Keyword generation tool with MeTA


#1

Hi,

like many others, I’m also a new user of MeTA and need some help. Currently I need a tool, that is able to take a text and to generate keywords from the text. (And I actually mean from the text, not out of the text, because the actual “main” keyword might not be in the text.)

My idea was to take a deep learning algorithm like TensorFlow and train it with the data from Question / Answer sites, where the questions are tagged. But then I found the MeTA Project. And MeTA might be more helpful then a simple Deep Learning machine.

But I don’t know where I can start to extract the keywords. In the tutorial I found the frequency analysis. It’s a good tool for the beginning, but I need something better. Let me show you something on an example.

Lets imagine I have a text about Bioshock. Of course using the frequency analysis the word Bioshock would be one of the most common words. But “game” or “computer game” should also be one of the main keywords, even if “game” od “computer game” even does not appear in the text – because the machine learned by the way the text is written, that it’s a video game / or knows that Bioshock is a video game.

Is it possible to implement such keyword generation with MeTA?


#2

If you know ahead of time some fixed list of keywords you want to be able to identify, one possibility is to treat this as a classification problem, where the (binary) label is presence (absence) of a specific keyword.
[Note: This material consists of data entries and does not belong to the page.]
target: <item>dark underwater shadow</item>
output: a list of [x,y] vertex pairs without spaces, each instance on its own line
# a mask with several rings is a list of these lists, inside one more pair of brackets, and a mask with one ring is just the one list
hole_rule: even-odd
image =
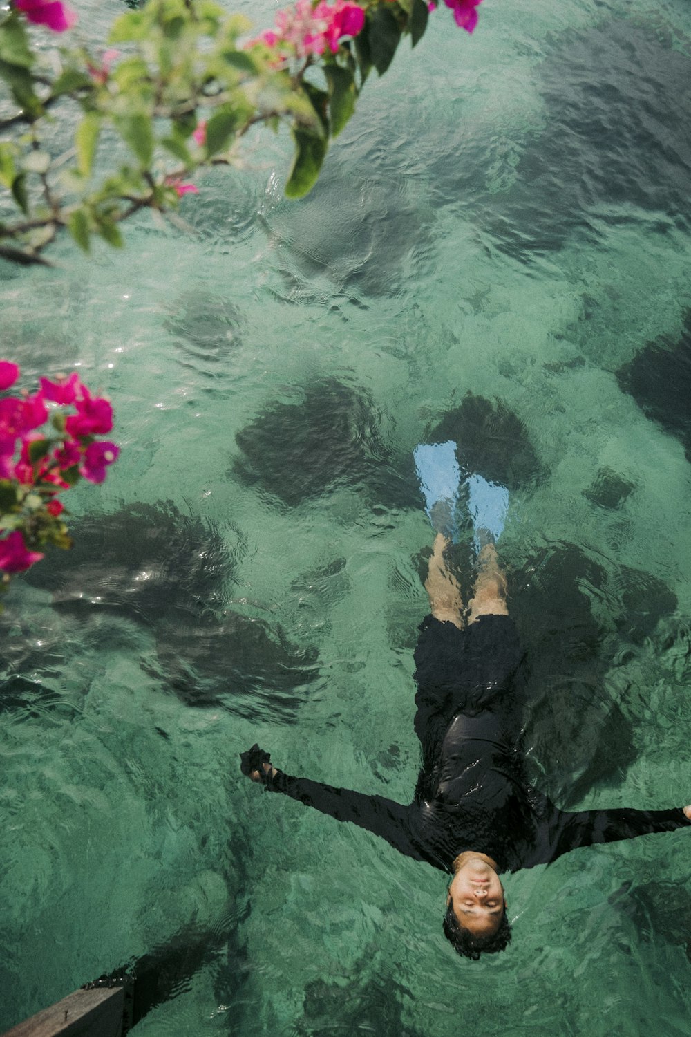
[[[396,457],[381,433],[382,415],[362,387],[337,379],[308,383],[294,401],[267,405],[235,437],[232,475],[290,507],[341,487],[374,510],[421,508],[412,452]],[[500,400],[467,393],[428,427],[423,442],[455,440],[467,472],[525,489],[543,469],[524,423]]]
[[467,197],[491,244],[523,262],[574,231],[599,241],[598,220],[635,219],[627,209],[659,214],[660,232],[688,227],[691,58],[657,27],[629,21],[553,43],[539,68],[545,129],[524,143],[511,186],[479,190],[493,156],[484,139],[459,137],[433,165],[441,201]]
[[511,578],[510,613],[526,649],[526,745],[540,786],[568,808],[615,785],[635,759],[628,704],[605,689],[615,652],[640,645],[676,608],[651,573],[605,569],[573,544],[550,545]]
[[425,436],[427,443],[457,444],[461,471],[484,476],[513,491],[526,491],[544,471],[520,418],[499,399],[468,392]]
[[294,401],[267,405],[237,432],[232,475],[290,507],[340,487],[362,488],[390,460],[380,425],[362,387],[316,380]]
[[691,310],[678,339],[649,342],[616,379],[647,418],[680,441],[691,461]]
[[188,705],[252,719],[276,705],[276,716],[296,719],[318,675],[317,650],[227,608],[237,557],[212,523],[182,515],[171,502],[132,504],[78,520],[71,532],[70,552],[54,553],[28,574],[52,592],[55,610],[89,630],[104,615],[148,630],[157,664],[143,655],[141,665]]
You can then train (admittedly, a lot) of binary classifiers to detect the presence (absence) of individual keywords, and then “label” a document with the keywords associated with all of the classifiers that said “positive” for a given document.

That is perhaps a bit heavy-handed, though, especially as the number of keywords you want to identify grows. Another option would be to do some combination of an intelligent frequency-based method (perhaps by looking only at tokens that are POS tagged as nouns, or occur within a NP node in a constutency parse?) with some external tool like a Wikifier to identify what the noun actually refers to. You could use the linked Wikipedia article for the nouns you extract as additional text to extract more potential keywords from.

A third option might be to do some sort of clustering with something like LDA. Here, you can set a fixed number of “topics” that might occur in your corpus of documents, and then the model will output two main things: (1) a distribution over words that are associated with each of the $k$ topics, and (2) a distribution over the $k$ topics for each document in your corpus. You could then potentially use some of the top words in the top topics for each document as candidate keywords, as the words within each topic will be learned from all documents that exhibit that topic (not just the current one).